Griswold and her older sister began their education at the Windsor Academy for Young Ladies. (Note: A younger sister died at the age of three.) In 1869, the Windsor Hotel burned and the family moved to New York City where Edith attended Public School No. 47, from which she was graduated in 1879. Then followed four years at the New York Normal College (now Hunter College), graduating in 1883 with a license to teach in the New York schools. But there was at that time a special course at the Normal College in electricity. she was fascinated by the subject and her father told her to go ahead. she gained a great deal from the course and considered that, although she grew into practice of law without any particular leaning that way, her best work was always along electrical lines. thinking it was not right to allow her father to support her further, Griswold went into business.

This was followed by private studies in civil and mechanical engineering, 1884–86.

==Career==
In 1884, she began as a mechanical drafter and with the exception of work with Daniel J. Miller, one of the first cable railroad men, in whose office she had practice with working drawings and estimating costs for cable railroad in 1885 and 1886, her work was patent-office drawing. At the same, during the winter of 1885–86, Griswold taught geometry and mathematics in a private school in New York.

In 1886, she opened an office at 234 Broadway, Manhattan (where the Woolworth Building now stands), as a mechanical drafter. In 1887, she closed up this office, and through 1897, was connected with the patent law firm of Howson & Howson, first as draftsman and later becoming a managing clerk. She also attended lectures at the New York University School of Law.

In 1897, Griswold left the firm of patent lawyers to open her own office in the St. Paul Building, as a patent attorney. She was admitted to New York Bar, June 28, 1898, and the U.S. Circuit courts, July 1, 1901. After becoming successful as a patent-attorney, she turned most of the office work over to a partner, and from 1901, confined herself in the main to appearing as an expert witness in patent disputes. Although obliged to give up active office work in 1905, on account of ill health, she continued, at her home, the "expert work", for which her knowledge and experience were in great demand. She kept her office in the St. Paul Building until 1908.

In 1904, she was a member of the International Jury of Awards in the Machinery Department of the Louisiana Purchase Exposition, St. Louis, Missouri.
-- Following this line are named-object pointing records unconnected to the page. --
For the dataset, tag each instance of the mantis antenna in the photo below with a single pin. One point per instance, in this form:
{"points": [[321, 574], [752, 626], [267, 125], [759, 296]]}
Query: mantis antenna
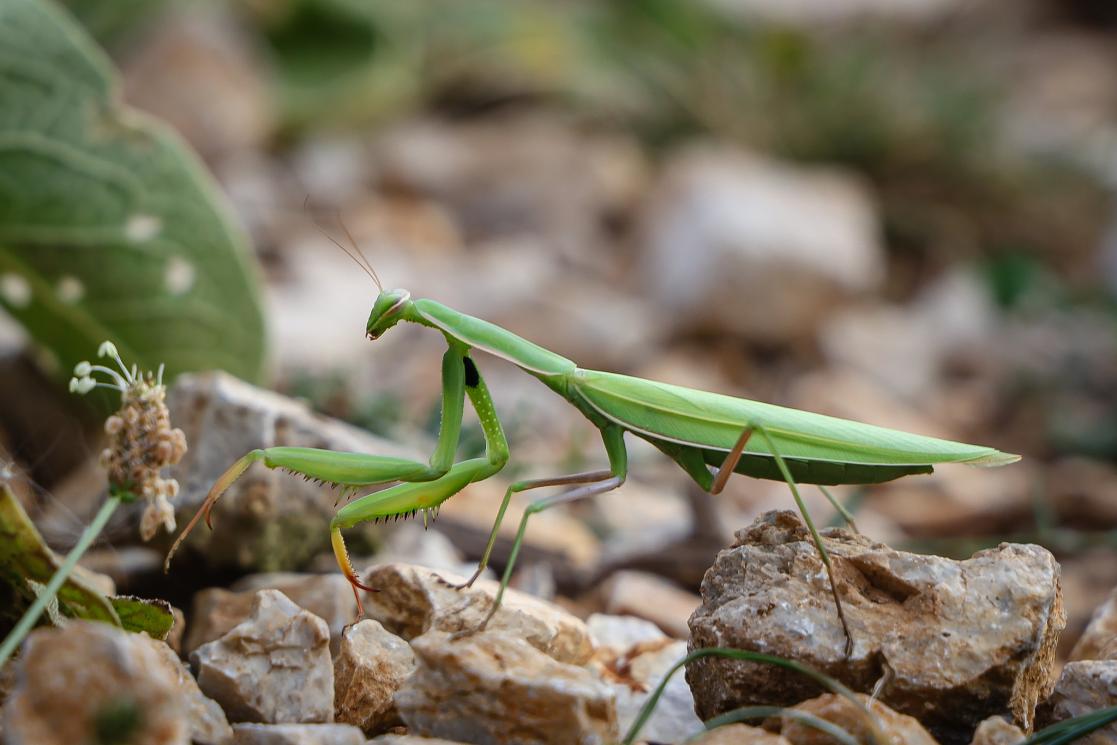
{"points": [[354, 254]]}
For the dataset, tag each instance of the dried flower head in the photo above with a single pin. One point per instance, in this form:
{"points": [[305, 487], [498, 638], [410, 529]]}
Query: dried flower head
{"points": [[141, 439]]}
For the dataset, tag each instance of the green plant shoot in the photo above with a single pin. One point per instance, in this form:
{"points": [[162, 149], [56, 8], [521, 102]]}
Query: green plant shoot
{"points": [[708, 435]]}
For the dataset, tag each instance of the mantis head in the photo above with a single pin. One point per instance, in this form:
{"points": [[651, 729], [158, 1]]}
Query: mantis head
{"points": [[387, 312]]}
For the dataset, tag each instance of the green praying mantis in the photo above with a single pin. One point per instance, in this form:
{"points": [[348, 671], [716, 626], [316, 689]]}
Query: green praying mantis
{"points": [[709, 436]]}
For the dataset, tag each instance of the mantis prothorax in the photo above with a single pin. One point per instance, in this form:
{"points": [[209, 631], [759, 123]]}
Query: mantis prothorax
{"points": [[708, 435]]}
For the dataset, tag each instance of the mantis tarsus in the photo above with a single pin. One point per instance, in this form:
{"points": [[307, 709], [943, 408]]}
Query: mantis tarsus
{"points": [[708, 435]]}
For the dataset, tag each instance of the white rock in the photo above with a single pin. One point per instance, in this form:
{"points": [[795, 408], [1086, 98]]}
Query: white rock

The first meeting of the Women Lawyers' Club (now National Association of Women Lawyers) was held in Griswold's office in 1899. She served as the organization's president from 1912 to 1914. She was a co-founder, Associate Editor, and writer of its organ, the Women Lawyers' Journal. During this time, she made her home at Hastings-on-Hudson, New York. She was also an occasional writer for other magazines.

Her interests included psychology, Theosophy, and metaphysics. She began to study psychology while in the Normal College and kept it up thereafter. She regarded it as the most important factor in her life, and that it had a great influence on her work. In later years, Griswold took up the study of Henri Bergson's philosophy with a group of friends. To furnish this group of students with textbooks, Griswold wrote a series of booklets showing the trend of the new philosophy of this former professor of philosophy in the College of France. she also wrote articles to show what it means to be "one with the Father" and "led by the Spirit". After these articles were written, she resolved to print them herself. She bought a small printing press and type and learned the art by herself. She printed, and bound four booklets, limiting the edition to the hundred copies numbered and autographed by herself. They were entitled, A Study of Life. She included in these pamphlets the philosophy of Bergson and the psychology of William James.

==Personal life==
In religion, Griswold was affiliated with New Thought. She favored woman suffrage.

Edith Julia Griswold died at Dobbs Ferry, New York, February 9, 1926.